Newly appointed CEO Tim Cook will do the honors this time from Apple's headquarters, running the first major product launch in years without impresario Steve Jobs as he tries to take Apple to still-loftier heights.
The iPhone 5 -- expected to be faster, thinner and larger-screened -- would arrive just in time for the crucial holiday shopping season. It should sustain Apple's smartphone momentum and help ward off a challenge from close runner-up Samsung Electronics.
Apple launches are some of the hottest events on the tech calendar, scrutinized by fans, investors, the media and industry insiders alike. Tuesday's "Let's talk iPhone" show, starting at 1 pm Eastern time, will mark Cook's unofficial debut since taking over from co-founder Jobs in August.
Some shareholders and analysts expect a cameo appearance by Jobs, now chairman, though a no-show would not be a major disappointment.
With the launch of the new phone, Apple faces the challenge of surpassing the popularity of its current iPhone 4, a 15-month-old model and bona fide hit with more than 20 million sold in the third quarter ended June 25.
Some on Wall Street also expect the company to unveil a cheaper model tailor-made for the fast-growing Asian market, one of the few arenas where Apple can accelerate its growth.
"We expect improved processing power and camera capabilities, with a potential bump in RAM, though that may not be needed with iCloud," said William Power, analyst with Baird Equity Research.
"Various sources have suggested that Apple will debut more robust voice control functionality," he added.
The new iPhone is also expected to come loaded with the updated iOS5 software that Apple unveiled in June. Some of the new features include improved notification functions and better Twitter integration.

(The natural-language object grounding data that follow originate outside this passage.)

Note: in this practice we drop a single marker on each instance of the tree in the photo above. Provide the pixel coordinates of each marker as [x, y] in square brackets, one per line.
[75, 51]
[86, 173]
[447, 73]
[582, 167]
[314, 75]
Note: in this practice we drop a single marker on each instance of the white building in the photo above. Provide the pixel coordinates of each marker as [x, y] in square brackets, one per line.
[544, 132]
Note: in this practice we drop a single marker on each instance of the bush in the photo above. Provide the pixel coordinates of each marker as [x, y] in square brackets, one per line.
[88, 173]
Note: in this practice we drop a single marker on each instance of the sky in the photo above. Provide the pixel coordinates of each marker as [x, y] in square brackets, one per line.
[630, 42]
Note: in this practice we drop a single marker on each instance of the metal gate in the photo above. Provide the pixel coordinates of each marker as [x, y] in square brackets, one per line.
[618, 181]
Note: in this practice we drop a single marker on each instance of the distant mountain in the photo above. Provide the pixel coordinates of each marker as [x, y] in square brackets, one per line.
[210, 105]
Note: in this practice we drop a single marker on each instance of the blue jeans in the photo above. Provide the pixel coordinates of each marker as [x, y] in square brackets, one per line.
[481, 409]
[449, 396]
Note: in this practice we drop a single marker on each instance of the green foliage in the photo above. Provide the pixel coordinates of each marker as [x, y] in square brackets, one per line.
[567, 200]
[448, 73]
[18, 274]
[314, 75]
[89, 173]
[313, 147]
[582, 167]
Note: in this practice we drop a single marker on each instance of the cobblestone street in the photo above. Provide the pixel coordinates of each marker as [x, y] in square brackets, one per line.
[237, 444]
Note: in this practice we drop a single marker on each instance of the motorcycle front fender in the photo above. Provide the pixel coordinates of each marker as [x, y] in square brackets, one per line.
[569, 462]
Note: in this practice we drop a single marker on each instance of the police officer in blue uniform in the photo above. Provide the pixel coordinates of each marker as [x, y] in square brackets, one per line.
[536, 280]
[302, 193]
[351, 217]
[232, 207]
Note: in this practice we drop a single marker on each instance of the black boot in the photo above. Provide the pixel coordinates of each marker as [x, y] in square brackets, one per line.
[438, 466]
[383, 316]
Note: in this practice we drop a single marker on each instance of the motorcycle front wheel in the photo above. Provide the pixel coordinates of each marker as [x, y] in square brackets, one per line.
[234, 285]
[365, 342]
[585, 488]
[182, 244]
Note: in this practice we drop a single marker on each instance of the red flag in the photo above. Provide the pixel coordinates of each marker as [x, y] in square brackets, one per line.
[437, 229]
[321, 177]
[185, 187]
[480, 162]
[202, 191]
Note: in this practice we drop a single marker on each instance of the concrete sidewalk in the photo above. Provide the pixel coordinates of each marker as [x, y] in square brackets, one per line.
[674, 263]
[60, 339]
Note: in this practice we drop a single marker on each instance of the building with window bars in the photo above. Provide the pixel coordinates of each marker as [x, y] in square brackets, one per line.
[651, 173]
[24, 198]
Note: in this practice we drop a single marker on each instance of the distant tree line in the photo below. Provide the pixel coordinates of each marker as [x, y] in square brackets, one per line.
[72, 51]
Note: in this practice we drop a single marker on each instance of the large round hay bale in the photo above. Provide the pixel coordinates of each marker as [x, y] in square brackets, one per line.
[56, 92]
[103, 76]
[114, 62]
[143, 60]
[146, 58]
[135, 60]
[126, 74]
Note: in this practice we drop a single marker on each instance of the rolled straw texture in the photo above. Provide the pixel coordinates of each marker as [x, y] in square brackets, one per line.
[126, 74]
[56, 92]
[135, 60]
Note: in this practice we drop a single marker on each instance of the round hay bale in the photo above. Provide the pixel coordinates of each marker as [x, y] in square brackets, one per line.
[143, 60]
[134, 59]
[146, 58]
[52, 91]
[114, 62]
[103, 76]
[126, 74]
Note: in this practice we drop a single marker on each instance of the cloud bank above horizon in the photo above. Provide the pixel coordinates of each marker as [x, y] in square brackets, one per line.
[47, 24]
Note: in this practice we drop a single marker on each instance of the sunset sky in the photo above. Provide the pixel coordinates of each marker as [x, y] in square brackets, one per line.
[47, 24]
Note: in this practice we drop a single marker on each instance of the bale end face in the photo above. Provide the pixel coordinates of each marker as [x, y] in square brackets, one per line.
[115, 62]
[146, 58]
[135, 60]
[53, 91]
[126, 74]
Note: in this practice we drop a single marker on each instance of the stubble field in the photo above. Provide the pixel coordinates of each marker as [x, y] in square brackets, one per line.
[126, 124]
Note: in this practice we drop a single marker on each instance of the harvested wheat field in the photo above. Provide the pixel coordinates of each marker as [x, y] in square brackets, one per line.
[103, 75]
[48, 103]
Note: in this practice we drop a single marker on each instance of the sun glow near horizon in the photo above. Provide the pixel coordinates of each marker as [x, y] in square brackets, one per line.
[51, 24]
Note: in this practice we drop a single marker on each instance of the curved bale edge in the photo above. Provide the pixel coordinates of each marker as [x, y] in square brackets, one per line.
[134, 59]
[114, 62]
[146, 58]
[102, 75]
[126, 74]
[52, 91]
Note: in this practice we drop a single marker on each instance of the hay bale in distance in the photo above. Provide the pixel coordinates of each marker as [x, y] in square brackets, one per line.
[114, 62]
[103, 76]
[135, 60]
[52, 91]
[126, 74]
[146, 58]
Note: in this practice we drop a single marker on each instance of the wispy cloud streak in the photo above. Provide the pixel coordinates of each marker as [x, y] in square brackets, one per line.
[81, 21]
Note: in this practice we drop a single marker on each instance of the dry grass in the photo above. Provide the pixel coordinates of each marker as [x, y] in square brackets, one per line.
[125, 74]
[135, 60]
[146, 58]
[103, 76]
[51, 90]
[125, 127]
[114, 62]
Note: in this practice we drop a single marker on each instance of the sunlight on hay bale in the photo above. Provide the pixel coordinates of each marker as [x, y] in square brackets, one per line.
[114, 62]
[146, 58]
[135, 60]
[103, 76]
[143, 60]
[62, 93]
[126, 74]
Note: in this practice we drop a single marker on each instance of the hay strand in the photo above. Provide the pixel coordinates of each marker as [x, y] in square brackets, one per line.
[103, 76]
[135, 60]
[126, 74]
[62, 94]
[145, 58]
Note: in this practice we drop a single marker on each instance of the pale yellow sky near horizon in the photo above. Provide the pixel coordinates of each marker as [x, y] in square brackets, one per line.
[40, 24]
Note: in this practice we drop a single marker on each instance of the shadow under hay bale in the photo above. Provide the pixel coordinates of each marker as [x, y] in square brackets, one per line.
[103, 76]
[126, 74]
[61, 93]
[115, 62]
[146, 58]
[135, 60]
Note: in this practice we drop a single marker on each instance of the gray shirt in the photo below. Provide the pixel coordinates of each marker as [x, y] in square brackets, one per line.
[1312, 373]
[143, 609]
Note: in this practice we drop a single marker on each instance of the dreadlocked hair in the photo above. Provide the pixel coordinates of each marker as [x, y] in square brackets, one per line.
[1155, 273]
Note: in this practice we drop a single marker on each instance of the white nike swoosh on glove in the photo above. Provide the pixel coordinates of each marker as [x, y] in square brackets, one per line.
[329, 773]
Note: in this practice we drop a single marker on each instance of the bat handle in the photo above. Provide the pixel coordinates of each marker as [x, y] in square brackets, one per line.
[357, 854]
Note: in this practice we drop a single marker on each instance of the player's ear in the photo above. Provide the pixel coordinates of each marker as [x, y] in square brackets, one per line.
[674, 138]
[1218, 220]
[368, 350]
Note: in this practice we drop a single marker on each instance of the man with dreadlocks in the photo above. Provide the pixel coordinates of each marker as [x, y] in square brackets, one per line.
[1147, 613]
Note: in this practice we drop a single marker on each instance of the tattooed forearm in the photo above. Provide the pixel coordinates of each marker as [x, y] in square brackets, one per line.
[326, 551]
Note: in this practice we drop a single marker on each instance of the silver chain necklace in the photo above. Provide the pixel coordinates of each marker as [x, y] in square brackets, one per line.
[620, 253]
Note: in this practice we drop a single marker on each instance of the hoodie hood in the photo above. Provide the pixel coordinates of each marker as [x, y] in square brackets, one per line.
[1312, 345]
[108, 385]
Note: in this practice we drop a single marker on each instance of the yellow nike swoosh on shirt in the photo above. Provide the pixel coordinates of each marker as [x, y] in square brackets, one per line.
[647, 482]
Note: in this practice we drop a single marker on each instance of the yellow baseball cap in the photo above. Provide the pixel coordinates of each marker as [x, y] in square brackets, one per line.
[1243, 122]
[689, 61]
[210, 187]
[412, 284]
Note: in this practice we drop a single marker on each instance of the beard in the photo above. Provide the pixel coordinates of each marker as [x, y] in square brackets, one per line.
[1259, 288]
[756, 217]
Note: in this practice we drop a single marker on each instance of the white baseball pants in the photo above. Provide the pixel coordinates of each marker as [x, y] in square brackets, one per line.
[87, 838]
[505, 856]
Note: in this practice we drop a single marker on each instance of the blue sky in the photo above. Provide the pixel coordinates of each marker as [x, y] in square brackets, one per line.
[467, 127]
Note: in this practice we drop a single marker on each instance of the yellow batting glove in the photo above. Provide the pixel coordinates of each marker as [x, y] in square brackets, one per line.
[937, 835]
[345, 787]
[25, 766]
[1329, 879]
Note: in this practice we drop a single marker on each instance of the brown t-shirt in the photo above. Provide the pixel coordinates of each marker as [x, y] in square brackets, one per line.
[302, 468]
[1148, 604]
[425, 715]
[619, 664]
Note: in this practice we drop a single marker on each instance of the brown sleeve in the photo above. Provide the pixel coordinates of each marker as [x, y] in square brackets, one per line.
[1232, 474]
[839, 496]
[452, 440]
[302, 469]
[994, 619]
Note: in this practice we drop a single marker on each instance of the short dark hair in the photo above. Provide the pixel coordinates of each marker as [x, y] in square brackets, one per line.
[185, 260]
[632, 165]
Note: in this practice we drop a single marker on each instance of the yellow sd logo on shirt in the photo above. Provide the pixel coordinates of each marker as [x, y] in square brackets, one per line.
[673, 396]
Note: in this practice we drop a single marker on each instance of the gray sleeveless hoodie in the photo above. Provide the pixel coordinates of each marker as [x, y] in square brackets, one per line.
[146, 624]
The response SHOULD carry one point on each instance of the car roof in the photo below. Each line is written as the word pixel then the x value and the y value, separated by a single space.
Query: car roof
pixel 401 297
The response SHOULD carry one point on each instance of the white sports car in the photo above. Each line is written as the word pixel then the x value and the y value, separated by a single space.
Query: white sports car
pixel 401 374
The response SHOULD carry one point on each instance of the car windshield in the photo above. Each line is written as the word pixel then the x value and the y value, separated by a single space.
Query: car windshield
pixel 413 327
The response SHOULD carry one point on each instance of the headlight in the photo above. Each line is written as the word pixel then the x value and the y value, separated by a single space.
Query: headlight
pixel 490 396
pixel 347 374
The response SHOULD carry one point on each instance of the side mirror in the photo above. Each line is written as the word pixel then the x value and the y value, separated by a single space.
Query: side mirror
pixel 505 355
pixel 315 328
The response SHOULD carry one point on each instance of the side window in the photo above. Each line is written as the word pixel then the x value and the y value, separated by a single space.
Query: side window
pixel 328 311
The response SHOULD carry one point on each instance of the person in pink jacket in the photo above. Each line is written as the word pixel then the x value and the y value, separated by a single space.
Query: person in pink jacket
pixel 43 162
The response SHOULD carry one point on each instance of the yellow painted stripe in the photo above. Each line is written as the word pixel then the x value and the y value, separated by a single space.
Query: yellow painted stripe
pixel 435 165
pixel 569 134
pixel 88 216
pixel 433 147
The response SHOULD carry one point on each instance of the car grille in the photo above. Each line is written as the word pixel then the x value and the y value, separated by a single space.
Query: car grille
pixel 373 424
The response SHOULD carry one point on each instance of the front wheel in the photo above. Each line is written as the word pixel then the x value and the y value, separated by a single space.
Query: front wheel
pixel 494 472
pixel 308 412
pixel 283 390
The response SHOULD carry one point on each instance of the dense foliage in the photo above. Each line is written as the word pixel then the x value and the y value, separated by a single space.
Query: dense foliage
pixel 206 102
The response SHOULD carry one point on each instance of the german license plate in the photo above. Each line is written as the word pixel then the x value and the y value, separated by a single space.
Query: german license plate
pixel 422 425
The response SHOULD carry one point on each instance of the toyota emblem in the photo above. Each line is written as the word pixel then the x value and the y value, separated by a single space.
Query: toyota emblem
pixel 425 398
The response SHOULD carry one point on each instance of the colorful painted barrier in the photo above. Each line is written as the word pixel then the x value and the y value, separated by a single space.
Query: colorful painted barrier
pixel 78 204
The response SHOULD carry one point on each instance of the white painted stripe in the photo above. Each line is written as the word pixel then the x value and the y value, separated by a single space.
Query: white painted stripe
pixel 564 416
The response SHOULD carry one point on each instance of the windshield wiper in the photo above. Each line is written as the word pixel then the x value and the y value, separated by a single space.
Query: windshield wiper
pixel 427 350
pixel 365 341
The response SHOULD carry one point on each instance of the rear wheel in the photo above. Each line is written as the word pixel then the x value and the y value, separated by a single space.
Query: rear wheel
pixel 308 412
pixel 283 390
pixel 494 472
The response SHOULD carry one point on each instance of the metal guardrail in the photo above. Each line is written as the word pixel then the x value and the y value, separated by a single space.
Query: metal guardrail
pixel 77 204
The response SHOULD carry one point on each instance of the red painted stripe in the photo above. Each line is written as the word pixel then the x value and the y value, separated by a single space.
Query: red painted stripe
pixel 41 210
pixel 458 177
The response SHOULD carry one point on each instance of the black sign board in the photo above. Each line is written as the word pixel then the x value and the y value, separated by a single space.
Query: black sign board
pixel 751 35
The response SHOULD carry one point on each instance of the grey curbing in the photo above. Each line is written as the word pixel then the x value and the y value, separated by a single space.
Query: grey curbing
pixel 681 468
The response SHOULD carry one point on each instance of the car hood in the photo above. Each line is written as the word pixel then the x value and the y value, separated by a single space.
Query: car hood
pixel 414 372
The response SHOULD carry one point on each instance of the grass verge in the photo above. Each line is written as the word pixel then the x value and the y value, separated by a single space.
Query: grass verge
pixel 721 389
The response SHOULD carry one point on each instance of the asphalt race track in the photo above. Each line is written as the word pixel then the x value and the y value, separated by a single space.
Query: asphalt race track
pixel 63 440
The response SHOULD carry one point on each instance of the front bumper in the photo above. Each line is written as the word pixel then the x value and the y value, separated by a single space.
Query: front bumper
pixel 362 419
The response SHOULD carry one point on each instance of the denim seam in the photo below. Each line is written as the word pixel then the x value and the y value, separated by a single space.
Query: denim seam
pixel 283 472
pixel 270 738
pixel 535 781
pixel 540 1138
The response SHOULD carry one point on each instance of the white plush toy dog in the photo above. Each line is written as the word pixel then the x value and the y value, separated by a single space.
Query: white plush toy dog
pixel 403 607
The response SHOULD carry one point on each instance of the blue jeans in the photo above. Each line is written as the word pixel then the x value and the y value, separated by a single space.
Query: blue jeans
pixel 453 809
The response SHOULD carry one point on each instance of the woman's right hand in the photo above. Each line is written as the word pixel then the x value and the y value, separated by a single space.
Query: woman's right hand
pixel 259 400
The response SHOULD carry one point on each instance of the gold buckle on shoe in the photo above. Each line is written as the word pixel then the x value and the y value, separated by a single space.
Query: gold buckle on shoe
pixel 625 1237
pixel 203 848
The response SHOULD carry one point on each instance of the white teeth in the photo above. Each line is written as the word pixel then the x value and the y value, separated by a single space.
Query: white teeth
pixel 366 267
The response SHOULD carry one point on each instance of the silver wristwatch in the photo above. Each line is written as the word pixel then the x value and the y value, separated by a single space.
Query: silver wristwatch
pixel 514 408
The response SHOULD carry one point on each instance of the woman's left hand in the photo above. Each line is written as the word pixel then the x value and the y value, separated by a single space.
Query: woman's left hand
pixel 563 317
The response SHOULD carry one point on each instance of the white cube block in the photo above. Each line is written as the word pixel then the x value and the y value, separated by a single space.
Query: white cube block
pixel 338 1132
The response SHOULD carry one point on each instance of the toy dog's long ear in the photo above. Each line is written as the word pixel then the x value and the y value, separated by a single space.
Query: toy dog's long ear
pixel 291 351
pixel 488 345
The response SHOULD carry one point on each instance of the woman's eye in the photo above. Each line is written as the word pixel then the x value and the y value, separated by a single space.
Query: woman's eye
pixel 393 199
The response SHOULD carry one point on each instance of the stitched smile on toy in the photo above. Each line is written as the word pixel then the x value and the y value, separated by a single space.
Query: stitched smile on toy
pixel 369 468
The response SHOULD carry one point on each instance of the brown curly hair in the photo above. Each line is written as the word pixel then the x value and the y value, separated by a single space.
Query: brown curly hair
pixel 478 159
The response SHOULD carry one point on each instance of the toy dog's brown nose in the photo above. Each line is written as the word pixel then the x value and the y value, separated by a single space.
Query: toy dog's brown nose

The iPhone -- still the gold standard in the smartphone market -- has been a huge success since it debuted in 2007, transforming it into one of the world's leading consumer electronics powerhouses.
But it faces stiff competition from phones based on Google's Android operating system, which led the U.S. market with a 43 percent share, Nielsen data show. The iPhone was No. 2 with 28 percent.
Globally, according to IHS iSuppli, iPhone shipments climbed 9.1 percent in the second quarter while Nokia's plummeted more than 30 percent, handing the top spot to Apple with a market share of 18.4 percent. Samsung, whose shipments grew even faster, is coming on strong with a global market share of 17.8 percent.
The iPhone 4 pricing starts at $199 and is available on the networks of AT&T Inc and Verizon Wireless, a venture of Verizon Communications Inc and Vodafone Group Plc. Many analysts expect Sprint will become the third U.S. operator to sell the iPhone when the next version is launched.